In his widely distributed pamphlet, Concerning Dissent and Civil Disobedience, Mr. Justice Fortas condemned civil disobedience on the ground that America's formally democratic political system makes social change possible through legal means. This version of law-and-order liberalism is not invulnerable. Unfortunately, Howard Zinn's reply to Fortas succeeds mostly in inverting Fortas's principal difficulties.

Zinn agrees with Fortas that the propriety of civil disobedience depends on its relationship to the democratic principle. But whereas Fortas assumed, with little discussion, that American government offers adequate popular choice as well as social progress, Zinn considers it axiomatic that government can be treated as analytically separate from the people and hostile to their interests. He shares Fortas's tendency to confound the Law with the Right; but whereas Fortas asserted that virtually all that is not legal is ipso facto immoral, Zinn makes the more implausible suggestion that all acts intended to do Right should be considered lawful and receive full judicial protection. Fortas contends that defiance of the law is politically imprudent as well as immoral; Zinn dismisses fears of a repressive counter reaction as “academic and far from reality.”

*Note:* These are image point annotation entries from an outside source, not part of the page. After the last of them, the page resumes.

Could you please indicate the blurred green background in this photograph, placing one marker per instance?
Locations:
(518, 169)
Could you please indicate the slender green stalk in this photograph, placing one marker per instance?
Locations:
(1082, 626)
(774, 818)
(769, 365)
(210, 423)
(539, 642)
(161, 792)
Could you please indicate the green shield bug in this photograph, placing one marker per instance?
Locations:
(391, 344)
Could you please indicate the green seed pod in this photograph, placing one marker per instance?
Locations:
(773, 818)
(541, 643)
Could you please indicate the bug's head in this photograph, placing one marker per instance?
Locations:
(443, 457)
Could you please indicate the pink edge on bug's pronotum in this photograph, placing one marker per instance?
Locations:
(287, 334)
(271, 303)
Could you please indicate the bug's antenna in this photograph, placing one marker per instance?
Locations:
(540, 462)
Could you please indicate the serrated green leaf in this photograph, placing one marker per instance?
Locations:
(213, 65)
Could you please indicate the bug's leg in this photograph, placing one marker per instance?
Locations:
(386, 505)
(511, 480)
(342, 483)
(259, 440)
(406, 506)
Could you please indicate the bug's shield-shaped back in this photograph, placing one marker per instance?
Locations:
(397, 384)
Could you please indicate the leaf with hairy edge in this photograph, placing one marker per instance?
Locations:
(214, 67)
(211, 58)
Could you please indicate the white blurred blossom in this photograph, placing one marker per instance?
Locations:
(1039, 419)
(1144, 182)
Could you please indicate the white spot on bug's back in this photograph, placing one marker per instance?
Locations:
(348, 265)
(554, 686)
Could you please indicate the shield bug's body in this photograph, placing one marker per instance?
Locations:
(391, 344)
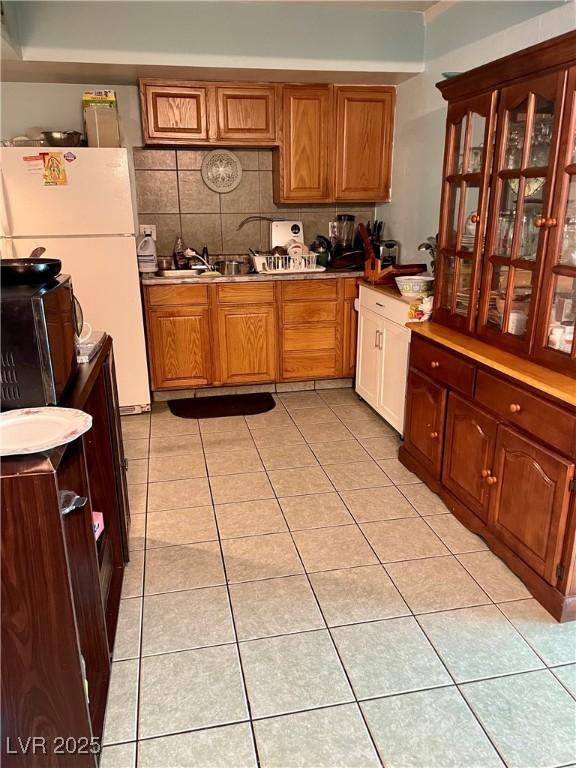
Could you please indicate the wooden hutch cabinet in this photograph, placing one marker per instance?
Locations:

Whether or not these absolutist approaches are useful as propaganda, they are less than successful as ventures in philosophy or even strategy. The pertinent question is not whether deliberate refusal to obey a law is always moral or immoral, or always prudent or otherwise. The question has to be whether, in a given set of circumstances—in this case, the circumstances of contemporary America—particular disobedient acts should receive moral, legal, or tactical condemnation or condonation—or a measure of both.

In answering this question, one can begin by following out the logic of the Fortas-Zinn premise that civil disobedience as we have seen it has been primarily a political tactic (rather than primarily a private assertion of personal conviction). Sit-ins, draft-card burnings, even occupation of campus and municipal buildings, have in fact largely been bids for publicity, methods of explaining and dramatizing points of view, attempts to mobilize and test public support. The civil disobedience of the American 1960's is in large measure a way of adapting the democratic principle to contemporary conditions—the growing power of bureaucracies to initiate and execute policy with no meaningful popular consent or even notification, the passivity of the affluent electorate, the urgency of the need for change felt by groups deprived of the means of political power or social advance or both. Given these circumstances, tactical acts of law-defiance must be seen for what they are—ingenious ways of forcing consideration of new issues, sorting out relevant constituencies, and then measuring the scope and intensity of support.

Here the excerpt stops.